Veciz ifade kastına matuf بِكَلِمَاتِ رَبِّهَا izafetinde Rabb isminin Hz.Meryem’e ait zamire muzâf olmasıyla Hz.Meryem şan ve şeref kazanmıştır. بِكَلِمَاتِ ‘nin Rabb ismine muzâf olması tazim içindir.
كُتُبِه۪ izafeti كَلِمَاتِ ’ye matuftur.
Ayette mütekellim Allah Teâlâ olduğu halde رَبِّ isminin zikredilmesi tecrîd sanatıdır.
كَلِمَاتِ ‘ye matuf olan كُتُبِه۪ izafetinde, Allah Teâlâ’ya ait zamire muzâf olması كُتُبِ ‘nun tazimi içindir
فَنَفَخْنَا - رَبِّهَا kelimeleri arasında mütekellimden gaibe geçişe güzel bir iltifat sanatı vardır.
وَكَانَتْ مِنَ الْقَانِت۪ينَ cümlesi atıf harfi وَ ‘la وَصَدَّقَتْ بِكَلِمَاتِ cümlesine atfedilmiştir. Atıf sebebi hükümde ortaklıktır. Cümleler arasındaki anlam bütünlüğü barizdir. Vasılda, atfedilen cümlelerin her ikisinin de aynı tür olması vaslın güzelliklerinden kabul edilmiştir. Fakat burada isim cümlesi, fiil cümlesine atfedilmiştir.
İsim cümlesinin anlamında sabitlik ve devamlılık, fiil cümlesinin anlamında ise yenilenme ve tekrarlanma vardır. Hem devamlılık hem fiilin tekrarı ve yenilenmesi kastediliyorsa, isim cümlesi fiil cümlesine atfedilebilir. Bunun aksi de mümkündür. Mesela, fiil cümlesinden fiilin zaman zaman yenilendiğini, isim cümlesinden ise başlayıp halen devam ettiği kast ediliyorsa aralarında atıf yapılabilir (Rıfat Resul Sevinç, Arapçada Cümle Yapısı, 2010, S. 190-191)
Nakıs fiil كَانَتْ ’in dahil olduğu sübut ve istimrar ifade eden bu isim cümlesi, faide-i haber ibtidaî kelamdır.
Cümlede îcâz-ı hazif sanatı vardır. مِنَ الْقَانِت۪ينَ car mecruru كَان ’nin mahzuf haberine mütealliktir. مِنَ harfi ibtidaiyye içindir. (Âşûr)

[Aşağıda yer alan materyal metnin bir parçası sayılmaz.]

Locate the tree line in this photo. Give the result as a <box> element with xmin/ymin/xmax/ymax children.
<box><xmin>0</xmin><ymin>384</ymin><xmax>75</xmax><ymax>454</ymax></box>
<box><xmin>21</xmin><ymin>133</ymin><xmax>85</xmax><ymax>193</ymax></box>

كَان ’nin haberi isminin içine karışır ve adeta onun mahiyetinden bir cüz olur. (Muhammed Ebu Musa, Hâ-Mîm Sureleri Belâgî Tefsiri 5, Duhan, s. 124)
Burada muktezâ-i zâhir ayetin son kısmının كَانَتْ مِنَ الْقَانِتَاتِ şeklinde gelmesini gerektirirdi. Ama ayet-i kerîmede bunun yerine tağlîb yoluyla müennes, müzekker addedilerek الْقَانِت۪ينَ kelimesi tercih edilmiştir. Böylece ayette bahsedilen Hz. Meryem itaat konusunda erkekler kadar başarılı olmuş ve onlardan addedilerek mübalağa yapılmıştır. (Fatma Serap Karamollaoğlu, Kur'an Işığında Belâgat Dersleri Meânî İlmi)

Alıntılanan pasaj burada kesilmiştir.